Silicon-rhodamine (SiR) is structurally related to the well-known family of rhodamine fluorophores (e.g. Texas Red and TMR: tetramethylrhodamine), but exhibits a variety of distinctly different and advantageous properties for applications in live cell microscopy experiments (see Figure 1 for structure). SiR is a bright and far-red fluorophore with excitation and emission wavelengths around 650 and 670 nm, a spectral range where very little autofluorescence and phototoxicity occurs. The long wavelength allows a high penetration depth and consequently deeper imaging.

Fig. 1: SiR-based probes for live-cell imaging. (a) SiR derivatives exist in equilibrium between the fluorescent zwitterionic (open) form and the non-fluorescent spiro (closed) form. Binding of the probe to the target of the ligand favors the fluorescent open form, whereas free, unbound SiR probes exist mainly in the closed non-fluorescent form, presumably stabilized by reversible hydrophobic aggregation. (b) Structures of SiR derivatives described in this review. Only the closed spiro form of the fluorophore is shown.

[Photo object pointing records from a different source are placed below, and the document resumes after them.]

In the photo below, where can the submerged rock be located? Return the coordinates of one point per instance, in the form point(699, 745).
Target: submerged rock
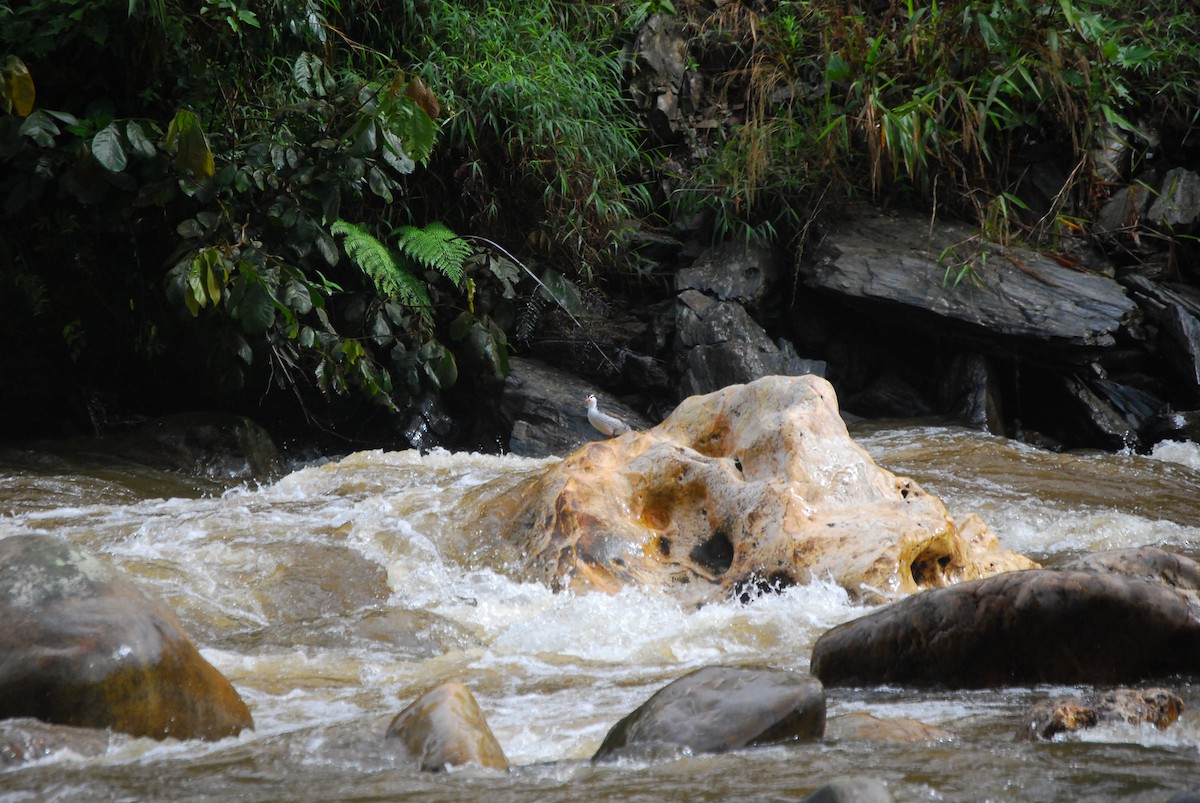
point(862, 726)
point(753, 486)
point(1020, 628)
point(81, 645)
point(1158, 707)
point(29, 739)
point(720, 708)
point(851, 790)
point(445, 727)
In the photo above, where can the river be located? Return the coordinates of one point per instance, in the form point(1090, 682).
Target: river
point(336, 594)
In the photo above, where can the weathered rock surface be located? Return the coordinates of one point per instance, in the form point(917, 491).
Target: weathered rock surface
point(544, 411)
point(755, 485)
point(1014, 629)
point(207, 444)
point(1021, 293)
point(1049, 718)
point(720, 345)
point(1150, 563)
point(720, 708)
point(81, 645)
point(29, 739)
point(445, 727)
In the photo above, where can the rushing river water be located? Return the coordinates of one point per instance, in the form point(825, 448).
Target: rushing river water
point(335, 595)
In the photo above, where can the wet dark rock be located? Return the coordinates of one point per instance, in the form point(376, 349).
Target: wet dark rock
point(544, 409)
point(970, 391)
point(720, 708)
point(1020, 293)
point(443, 729)
point(29, 739)
point(720, 345)
point(1177, 202)
point(732, 273)
point(867, 727)
point(83, 646)
point(1150, 563)
point(1015, 629)
point(216, 445)
point(851, 790)
point(1050, 718)
point(1104, 418)
point(429, 424)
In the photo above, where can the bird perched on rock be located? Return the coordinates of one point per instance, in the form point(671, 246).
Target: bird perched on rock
point(609, 425)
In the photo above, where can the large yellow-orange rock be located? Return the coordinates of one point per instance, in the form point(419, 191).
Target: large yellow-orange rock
point(751, 486)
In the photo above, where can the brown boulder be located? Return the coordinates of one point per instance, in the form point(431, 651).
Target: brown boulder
point(1049, 718)
point(1015, 629)
point(445, 727)
point(81, 645)
point(720, 708)
point(754, 485)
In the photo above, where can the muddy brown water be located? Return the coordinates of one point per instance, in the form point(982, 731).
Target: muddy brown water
point(335, 595)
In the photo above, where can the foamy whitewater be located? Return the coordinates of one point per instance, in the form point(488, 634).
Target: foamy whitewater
point(335, 595)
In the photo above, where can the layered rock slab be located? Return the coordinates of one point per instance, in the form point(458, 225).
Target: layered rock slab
point(753, 486)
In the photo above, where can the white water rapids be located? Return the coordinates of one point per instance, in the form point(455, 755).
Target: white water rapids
point(335, 595)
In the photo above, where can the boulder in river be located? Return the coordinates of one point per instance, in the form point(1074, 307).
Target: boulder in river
point(445, 727)
point(720, 708)
point(1020, 628)
point(29, 739)
point(1049, 718)
point(83, 646)
point(750, 487)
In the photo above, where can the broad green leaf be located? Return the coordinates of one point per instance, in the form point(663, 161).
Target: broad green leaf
point(186, 139)
point(107, 148)
point(378, 184)
point(295, 297)
point(40, 127)
point(17, 91)
point(256, 310)
point(138, 141)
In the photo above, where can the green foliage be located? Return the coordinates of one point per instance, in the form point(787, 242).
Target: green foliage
point(927, 100)
point(391, 281)
point(545, 145)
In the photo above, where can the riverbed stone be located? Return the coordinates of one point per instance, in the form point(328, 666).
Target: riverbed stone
point(1150, 563)
point(83, 646)
point(851, 790)
point(755, 486)
point(862, 726)
point(720, 708)
point(442, 729)
point(1050, 718)
point(29, 739)
point(1020, 628)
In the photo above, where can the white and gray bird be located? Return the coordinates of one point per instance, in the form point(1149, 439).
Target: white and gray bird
point(610, 425)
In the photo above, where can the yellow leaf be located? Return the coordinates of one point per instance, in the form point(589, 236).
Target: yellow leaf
point(17, 90)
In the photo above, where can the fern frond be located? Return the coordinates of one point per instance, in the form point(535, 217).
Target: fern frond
point(373, 258)
point(436, 246)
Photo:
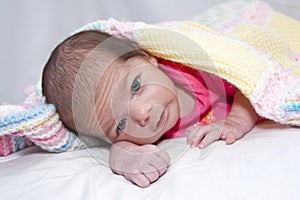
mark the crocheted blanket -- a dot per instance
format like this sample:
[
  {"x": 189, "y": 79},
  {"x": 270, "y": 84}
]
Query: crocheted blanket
[{"x": 247, "y": 43}]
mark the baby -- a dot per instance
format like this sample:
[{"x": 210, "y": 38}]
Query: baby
[{"x": 137, "y": 100}]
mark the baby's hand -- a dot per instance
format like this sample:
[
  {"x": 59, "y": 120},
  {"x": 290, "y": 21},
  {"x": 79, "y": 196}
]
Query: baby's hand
[
  {"x": 140, "y": 164},
  {"x": 202, "y": 136}
]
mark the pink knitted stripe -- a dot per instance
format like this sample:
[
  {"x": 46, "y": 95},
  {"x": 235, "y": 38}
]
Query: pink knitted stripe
[{"x": 5, "y": 146}]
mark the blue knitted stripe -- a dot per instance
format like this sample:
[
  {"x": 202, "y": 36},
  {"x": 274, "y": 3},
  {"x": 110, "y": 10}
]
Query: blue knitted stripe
[{"x": 16, "y": 119}]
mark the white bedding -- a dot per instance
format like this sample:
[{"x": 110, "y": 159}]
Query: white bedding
[{"x": 263, "y": 165}]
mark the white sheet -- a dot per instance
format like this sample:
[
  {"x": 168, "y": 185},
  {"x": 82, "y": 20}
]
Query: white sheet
[{"x": 263, "y": 165}]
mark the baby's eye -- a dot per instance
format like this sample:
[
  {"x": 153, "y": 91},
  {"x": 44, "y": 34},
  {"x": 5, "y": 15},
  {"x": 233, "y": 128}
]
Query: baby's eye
[
  {"x": 121, "y": 125},
  {"x": 136, "y": 86}
]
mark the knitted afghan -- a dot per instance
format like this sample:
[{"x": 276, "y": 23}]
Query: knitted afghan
[{"x": 247, "y": 43}]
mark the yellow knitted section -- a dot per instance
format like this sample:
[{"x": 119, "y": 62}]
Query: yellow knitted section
[
  {"x": 196, "y": 46},
  {"x": 267, "y": 41},
  {"x": 287, "y": 27}
]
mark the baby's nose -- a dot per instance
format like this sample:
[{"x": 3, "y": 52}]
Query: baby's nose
[{"x": 140, "y": 112}]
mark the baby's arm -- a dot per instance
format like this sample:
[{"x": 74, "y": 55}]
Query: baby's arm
[
  {"x": 140, "y": 164},
  {"x": 239, "y": 121}
]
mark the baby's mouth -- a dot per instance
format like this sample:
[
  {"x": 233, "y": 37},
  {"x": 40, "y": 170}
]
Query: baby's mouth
[{"x": 162, "y": 119}]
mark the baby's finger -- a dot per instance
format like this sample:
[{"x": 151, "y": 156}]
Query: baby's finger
[
  {"x": 198, "y": 136},
  {"x": 209, "y": 138},
  {"x": 165, "y": 158},
  {"x": 150, "y": 173},
  {"x": 230, "y": 138},
  {"x": 160, "y": 165},
  {"x": 138, "y": 179}
]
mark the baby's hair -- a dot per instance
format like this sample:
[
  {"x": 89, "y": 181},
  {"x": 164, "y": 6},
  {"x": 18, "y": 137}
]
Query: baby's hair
[{"x": 64, "y": 63}]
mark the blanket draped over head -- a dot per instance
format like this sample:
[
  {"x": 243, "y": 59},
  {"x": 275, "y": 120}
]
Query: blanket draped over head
[{"x": 247, "y": 43}]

Very importantly, SiRs have been shown to be membrane permeable and therefore allow staining in living cells without tedious transfection protocols.

Another key feature of SiR derivatives is their fluorogenic character. Depending on their environment, they reversibly adopt a non-fluorescent spirolactone form (OFF-state) or a highly fluorescent zwitterionic form (ON-state), respectively (Figure 1). The ON-state is favored by binding to the reaction partner. Therefore, by proper design of SiR-fluorophore based probes, a more than 100-fold increase of fluorescence upon target binding can be achieved. The result is a highly sensitive imaging with low background levels even without removal of excess probe through washing steps.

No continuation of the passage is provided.